Opinion : Éducation, Violence, Buzz et culture… ?

Les rixes mettant en scène des violences en milieu scolaire et universitaire ont affecté tous les sénégalais de bonne foi.


Dans les réseaux sociaux, les scènes se sont répandues comme une traînée de poudre et ont choqué tous ceux qui sont favorables à la bonne éducation ; des professeurs violentés, des salles de prof incendiés, des feuilles de cahiers de TP et autres matières déchirées et éparpillées dans la cour de l’école, des restaurants saccagés, des micros arrachés…On se demande : pourquoi tels actes deviennent de plus en plus fréquentes ? À mon humble avis, une certaine presse est entièrement responsable car avec des émissions concoctées par des chroniqueurs et animateurs limités, elle n’apporte aucune valeur ajoutée pour la société. Cette valeur ajoutée qui devait être un minima de l’information pour la réflexion, la prise de conscience et la responsabilité pour avancer et faire avancer le pays est devenue la quête du « BUZZ » par tous les moyens possibles. Malheureusement, ces moyens tournent autour de termes vulgaires utilisés, relayés, adoptés et même épousés par la plupart des sénégalais ; exemple : « LAYAMLAYAMI », pour être servis dans les interventions des uns et des autres. Des anti-valeurs et anti-modèles sont invités tour à tour sur les plateaux de télévisions et occupent les unes de nombreux journaux.

La multiplication et la prolifération des offres de média ont offert plus de choix mais ont également commencé à saturer l’offre à tel point que l’objectif d’un média n’est plus d’éduquer d’informer ou de former, mais de capter l’attention de la société sur des futilités, la perversion, la violence, la défiance à l’autorité pour faire le Buzz. Des séries de « télé-irréalités » inventées dans l’intérieur de la perversion, de la débauche et du dévergondage sont suivies par une jeunesse mal préparée qui, par la pédagogie de l’exemple, usent de certains faits pour ressembler aux actrices et acteurs.

Avec internet, cette situation est portée à un niveau très élevé.

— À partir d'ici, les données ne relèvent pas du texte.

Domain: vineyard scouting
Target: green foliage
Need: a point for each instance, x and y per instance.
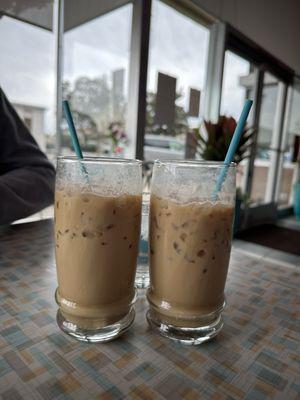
(213, 140)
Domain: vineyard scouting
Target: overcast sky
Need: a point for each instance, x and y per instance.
(178, 47)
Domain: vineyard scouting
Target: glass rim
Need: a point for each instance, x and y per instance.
(194, 163)
(99, 160)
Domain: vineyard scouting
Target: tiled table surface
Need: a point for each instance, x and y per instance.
(255, 357)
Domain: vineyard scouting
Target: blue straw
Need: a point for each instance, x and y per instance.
(233, 146)
(74, 136)
(72, 129)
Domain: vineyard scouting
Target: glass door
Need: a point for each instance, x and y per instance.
(267, 145)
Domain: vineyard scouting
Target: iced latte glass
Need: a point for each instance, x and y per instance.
(190, 242)
(97, 231)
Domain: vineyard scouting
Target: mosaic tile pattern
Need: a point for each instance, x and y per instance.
(256, 356)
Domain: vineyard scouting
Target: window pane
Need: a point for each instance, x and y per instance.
(264, 139)
(238, 83)
(177, 64)
(96, 59)
(27, 77)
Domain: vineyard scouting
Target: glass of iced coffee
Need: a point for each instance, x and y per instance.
(190, 242)
(97, 231)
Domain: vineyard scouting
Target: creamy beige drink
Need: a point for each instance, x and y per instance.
(96, 251)
(189, 255)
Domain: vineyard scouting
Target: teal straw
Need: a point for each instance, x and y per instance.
(74, 136)
(72, 129)
(233, 146)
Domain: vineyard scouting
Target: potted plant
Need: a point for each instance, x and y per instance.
(212, 142)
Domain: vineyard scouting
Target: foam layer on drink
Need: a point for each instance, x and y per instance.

On est comme dans un océan; on se noie tous au milieu de toutes ces matières inutiles, ces dérives utilitaires véhiculées par des soi-disant producteurs, activistes, acteurs et tous metteurs en scène inconscients.

La forme l’emporte sur le fond, aucune vulgarisation éducative et formatrice pour les plus jeunes qui ont besoin de repères. Le ver est vraiment dans le fruit. Des expressions radicales, des mots aguicheurs, des paroles débilitantes à l’endroit des autorités politiques, religieuses et coutumières sont déversées partout et à la moindre occasion par une certaine classe politique.

En matière de valeur humaine, on frise le néant absolu de nos jours. Ceci aurait été dommageable à cette époque si un Madiambal DIAGNE, un Mamadou Ibra KANE, un Khalifa DIAKHATÉ, un Cheikh Yerim SECK ou un Abdoulaye DER n’était pas là pour orienter et remettre bien des fois, les choses à leur place.

Ce qui fait le plus aberrant, c’est la propension à qualifier un patriote comme étant quelqu’un qui est contre le régime en place et qui l’insulte à tout-va.

Tous ceux qui font la promotion de ce nouveau type de sénégalais font du trafic de valeurs et monopolisent l’attention pour la détourner de l’essentiel. Ils essaient à longueur de journée à formater l’esprit, les attentes et aspirations de la jeunesse par des discours populistes, mensongers et manipulateurs.

Nous assistons inconsciemment à une monétisation de la médiocrité par la promotion. Un Ouzin KEITA, un Pawlish MBAYE, un Kalifone ou un Adamo, ces clones ignorants, cancres, tombant toujours du côté obscur sont suivis par des milliers de sénégalais.

Si l’avenir de nos médias est de faciliter à des médiocres leur promotion, laissez-moi vous dire que le Sénégal ne sera jamais un pays émergent. Si gagner de l’argent est au dessus de la perfection, alors je suis vraiment désolé de le dire; la violence sous toutes ses formes gagnera tous les centres concentriques : même l’Assemblée Nationale ne sera pas épargnée si un Ousmane SONKO et un Mbery SYLLA sont réélus comme députés.